July 23, 2014

Human statisticians not obsolete

There’s a website, OnlyBoth.com, that, as it says

Discovers New Insights from Data.
Writes Them Up in Perfect English.
All Automated.

You can test this by asking it for ‘insights’ in some example areas. One area is baseball, so naturally I selected the Seattle Mariners, and 2009, when I still lived in Seattle. OnlyBoth returns several names where it found insights, and I chose ‘Matt Tuiasosopo’ — the most obvious thing about him is that he comes from a famous local football family, but I was interested in what new insight the data revealed.
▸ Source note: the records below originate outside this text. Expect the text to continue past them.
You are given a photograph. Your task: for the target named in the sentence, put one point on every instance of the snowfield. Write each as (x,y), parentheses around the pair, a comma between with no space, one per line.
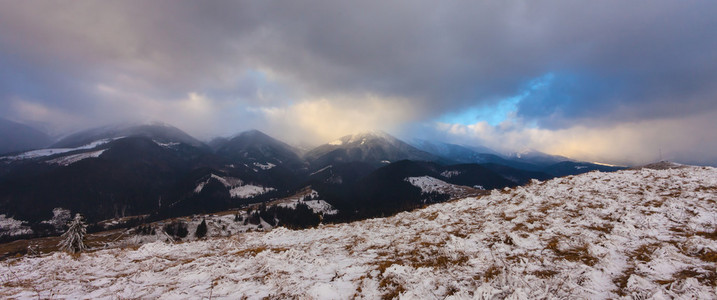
(53,151)
(237,188)
(630,234)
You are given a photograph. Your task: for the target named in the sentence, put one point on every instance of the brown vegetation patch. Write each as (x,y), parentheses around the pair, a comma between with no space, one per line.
(492,272)
(256,250)
(707,277)
(575,254)
(644,252)
(621,281)
(544,274)
(506,217)
(605,228)
(708,235)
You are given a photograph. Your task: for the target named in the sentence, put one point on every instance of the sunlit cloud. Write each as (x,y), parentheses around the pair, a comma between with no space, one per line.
(564,77)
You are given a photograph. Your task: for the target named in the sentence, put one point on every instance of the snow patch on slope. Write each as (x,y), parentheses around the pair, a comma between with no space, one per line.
(71,159)
(237,188)
(265,166)
(428,184)
(451,173)
(52,151)
(12,227)
(248,191)
(630,234)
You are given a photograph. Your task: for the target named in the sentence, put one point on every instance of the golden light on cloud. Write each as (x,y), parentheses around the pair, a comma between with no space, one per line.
(623,143)
(322,120)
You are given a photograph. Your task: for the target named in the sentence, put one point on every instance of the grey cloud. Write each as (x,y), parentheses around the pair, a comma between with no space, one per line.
(633,60)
Matt Tuiasosopo in 2009 was the 2nd-youngest (23 yrs) of the 25 hitters who were born in Washington and played for the Seattle Mariners.

outdone by Matt Tuiasosopo in 2008 (22 yrs).

I don’t think our students need to be too worried yet.

avatar

Thomas Lumley (@tslumley) is Professor of Biostatistics at the University of Auckland. His research interests include semiparametric models, survey sampling, statistical computing, foundations of statistics, and whatever methodological problems his medical collaborators come up with. He also blogs at Biased and Inefficient See all posts by Thomas Lumley »

Comments

  • avatar
    David Lockhart

    Here is one of my favorites, which I discovered a few months ago:

    http://www.wolframalpha.com/input/?i=how+many+calories+is+a+marathon%3F

    It appears that they’ve since added a field called “input interpretation”, which is actually helpful in addressing this particular problem.

    10 years ago

  • avatar

    They’re not the only ones trying to automate it – this one looks interesting, but there’s no public demo, you have to request it:

    http://www.businessinsider.com.au/narrative-science-2014-7

    10 years ago

  • avatar
    Raul Valdes-Perez

    Well, Matt Tuiasosopo in 2009 only had 22 at-bats, so there’s not a whole lot to say about what makes him special, beyond the quote, or the second item about him:

    Matt Tuiasosopo of the 2009 Seattle Mariners was the heaviest (225 lbs) of the 21 second basemen who played in Safeco Field.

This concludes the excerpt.